Secretary of the Kansas Department of Agriculture
- In office 1873–1880
- Governor: Thomas A. Osborn George T. Anthony John St. John
- Succeeded by: Joseph K. Hudson

Personal details
- Born: December 5, 1830 Evans, New York, US
- Died: January 24, 1880 (aged 49)
- Education: Albany Law School

Military service
- Allegiance: Union
- Branch/service: Army

= Alfred Gray (Kansas politician) =

American politician

Alfred Gray (December 5, 1830 – January 23, 1880) was an American politician from Kansas. He served as a state legislator and as Secretary of the state Board of Agriculture.

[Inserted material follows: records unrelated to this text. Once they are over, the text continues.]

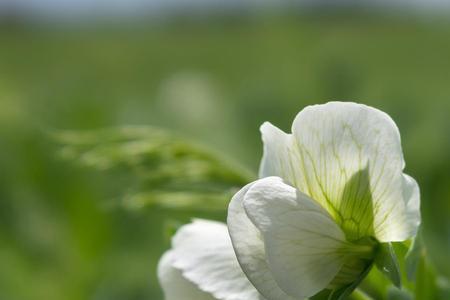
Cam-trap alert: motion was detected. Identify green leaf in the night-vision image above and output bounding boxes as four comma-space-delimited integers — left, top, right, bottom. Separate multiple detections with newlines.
375, 243, 401, 288
51, 126, 256, 211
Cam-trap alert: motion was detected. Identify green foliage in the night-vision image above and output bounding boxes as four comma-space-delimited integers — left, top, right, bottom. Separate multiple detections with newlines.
52, 127, 254, 211
375, 243, 402, 288
0, 15, 450, 300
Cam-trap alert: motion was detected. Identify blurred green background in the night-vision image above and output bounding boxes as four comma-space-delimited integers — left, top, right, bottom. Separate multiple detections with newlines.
0, 2, 450, 300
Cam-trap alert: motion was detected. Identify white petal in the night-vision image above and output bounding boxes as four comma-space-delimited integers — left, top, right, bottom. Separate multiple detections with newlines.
158, 250, 216, 300
281, 102, 416, 242
244, 177, 350, 298
259, 122, 301, 183
172, 220, 264, 300
227, 181, 295, 300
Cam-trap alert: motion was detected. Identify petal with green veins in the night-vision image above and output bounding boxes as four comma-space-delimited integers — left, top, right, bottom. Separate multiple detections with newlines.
158, 250, 216, 300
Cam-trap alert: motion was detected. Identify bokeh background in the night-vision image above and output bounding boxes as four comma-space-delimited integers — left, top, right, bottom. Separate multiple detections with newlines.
0, 0, 450, 300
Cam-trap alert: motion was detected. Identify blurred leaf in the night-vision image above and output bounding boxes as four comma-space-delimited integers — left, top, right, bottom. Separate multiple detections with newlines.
405, 232, 425, 281
375, 243, 401, 288
51, 126, 255, 210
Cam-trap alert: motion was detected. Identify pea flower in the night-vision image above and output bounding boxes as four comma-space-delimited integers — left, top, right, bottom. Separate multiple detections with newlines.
156, 102, 420, 300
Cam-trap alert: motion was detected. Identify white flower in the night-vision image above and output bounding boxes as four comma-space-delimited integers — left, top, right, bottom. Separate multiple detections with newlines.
228, 102, 420, 300
158, 220, 264, 300
159, 102, 420, 300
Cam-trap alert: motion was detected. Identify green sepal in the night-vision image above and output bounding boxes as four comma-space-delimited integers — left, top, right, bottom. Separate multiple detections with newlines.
309, 263, 373, 300
328, 264, 372, 300
375, 243, 402, 288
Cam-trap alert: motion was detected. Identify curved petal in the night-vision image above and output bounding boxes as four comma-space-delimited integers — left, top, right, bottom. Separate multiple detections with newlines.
172, 220, 264, 300
286, 102, 416, 242
227, 180, 295, 300
158, 251, 216, 300
243, 177, 351, 298
403, 174, 421, 236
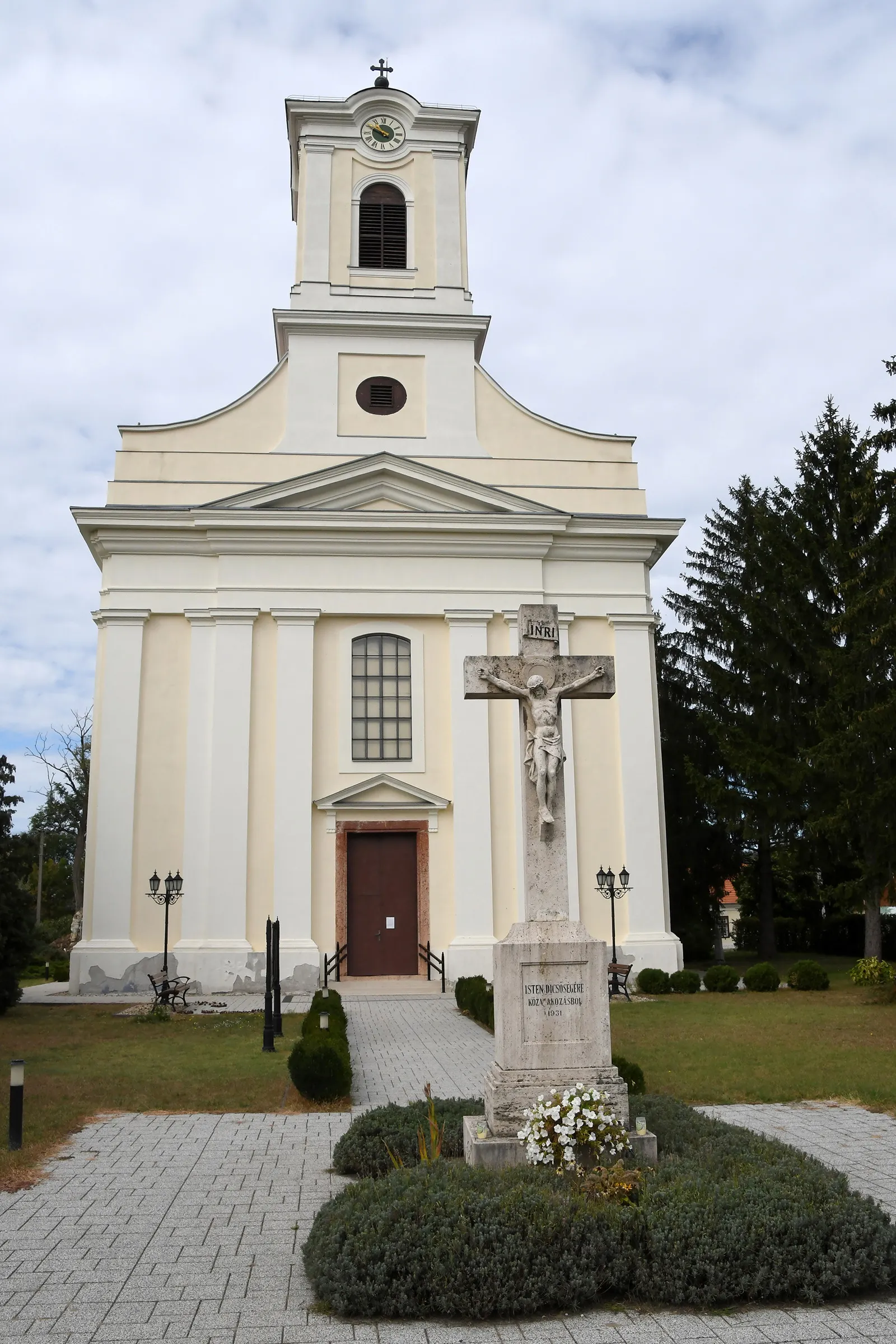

Gray was born to English parents in Evans, New York. His father died when he was 14, after which he worked to support his mother; after his mother died when he was 19, he enrolled in law school. He attended Albany Law School, earning a degree in 1855, and then entering law practice.

In 1857, however, he moved to Quindaro, Kansas, and took up farming. He was soon elected to the Kansas Legislature and served for a time. During the Civil War he served in the Union Army, and returning to Kansas politics, held a series of high-profile agricultural posts. He was a director in the Kansas State Agricultural Society from 1866 until it was merged into the Kansas State Board of Agriculture. He later sold his farm and moved to Topeka to serve as Secretary of the Board of Agriculture from 1873 until his death from tuberculosis in 1880.

Gray County, Kansas is named after him.